Conclusion (retardée d’un mois) d’une année de cinéma évidemment particulière, la 93e cérémonie des Oscars a donné, par ses récompenses, l’aperçu d’un monde du cinéma plus divers et bouleversé que jamais. C’est un marronnier, mais on ne peut pas ne pas la mentionner : la situation de Netflix aux Oscars reste toujours riche d’enseignements. Avec 36 nominations, et seulement 7 récompenses (dont aucune majeure), la célébrissime plate-forme ne parvient toujours pas à s’imposer complètement au sein de l’establishment hollywoodien. Mank, film le plus nommé de la soirée, repart avec deux récompenses techniques, tout comme Le Blues de Ma Rainey, dont les comédiens Viola Davis et Chadwick Boseman partaient favoris pour des prix d’interprétation. L’autre grand perdant de la soirée est Les Sept de Chicago, le seul des huit postulants à l’Oscar du meilleur film à être reparti totalement bredouille. Les votants leur ont globalement préféré des films destinés à une sortie en salle. Même si la situation actuelle fait que Nomadland, Promising Young Woman ou Judas and the Black Messiah auront été principalement vus sur des plates-formes numériques, par le biais de sorties simultanées salles/VOD ou des fenêtres d’exploitation en salles extrêmement réduites pour la circonstance.

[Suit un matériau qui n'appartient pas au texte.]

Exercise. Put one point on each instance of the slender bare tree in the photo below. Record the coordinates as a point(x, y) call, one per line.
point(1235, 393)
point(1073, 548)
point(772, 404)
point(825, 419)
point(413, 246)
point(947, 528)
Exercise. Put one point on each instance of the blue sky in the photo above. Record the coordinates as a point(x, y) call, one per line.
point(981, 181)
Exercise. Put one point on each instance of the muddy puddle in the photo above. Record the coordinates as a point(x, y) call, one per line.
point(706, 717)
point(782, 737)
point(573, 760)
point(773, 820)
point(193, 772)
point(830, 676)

La diversité tant recherchée par l’Académie commence à se voir dans les récompenses attribuées : avec ses trois Oscars, meilleure actrice (Frances McDormand), meilleur film et meilleure réalisatrice pour Chloé Zhao (la seconde femme, seulement, en près de cent ans d’existence), Nomadland est donc le vainqueur depuis longtemps annoncé de cette édition. Minimaliste, très libre et poétique, cette balade dans une Amérique mal connue, loin des canons esthétiques et narratifs dominants, est une véritable évasion cinématographique. Parmi les autres films mis en avant, Promising Young Woman (meilleur scénario original pour Emerald Fennel), et Judas and the Black Messiah (meilleur second rôle masculin pour Daniel Kaluuya et meilleure chanson), à travers le style du thriller (l’un corrosif et mordant, l’autre historique), abordent des thématiques qui sont brûlantes sans être, hélas, vraiment nouvelles, celles des violences faites aux femmes et des injustices subies par les Noirs dans la société américaine.
Parmi les autres gagnants, le touchant mais très sage Minari (meilleur second rôle féminin pour Youn Yuh-jung) et le beau Sound of Metal (avec un épatant Riz Ahmed), premier film très prometteur de Darius Marder, qui remporte deux récompenses techniques (meilleur montage et meilleur son). Soul récolte deux prix (meilleur film d’animation et meilleure musique originale pour Trent Reznor et Atticus Ross). La Sagesse de la pieuvre, évoqué dans nos colonnes, est couronné meilleur film documentaire. Et enfin, la surprise The Father, moins exposé que certains de ses concurrents, malgré son succès public à Sundance. Adaptation par Florian Zeller lui-même de sa pièce au succès qui dépasse les frontières françaises, ce premier film se voit attribuer le prix du meilleur scénario adapté et celui de la meilleure interprétation masculine, récompensant à juste titre un Anthony Hopkins qu’on n’avait pas vu aussi impliqué dans un rôle depuis bien longtemps.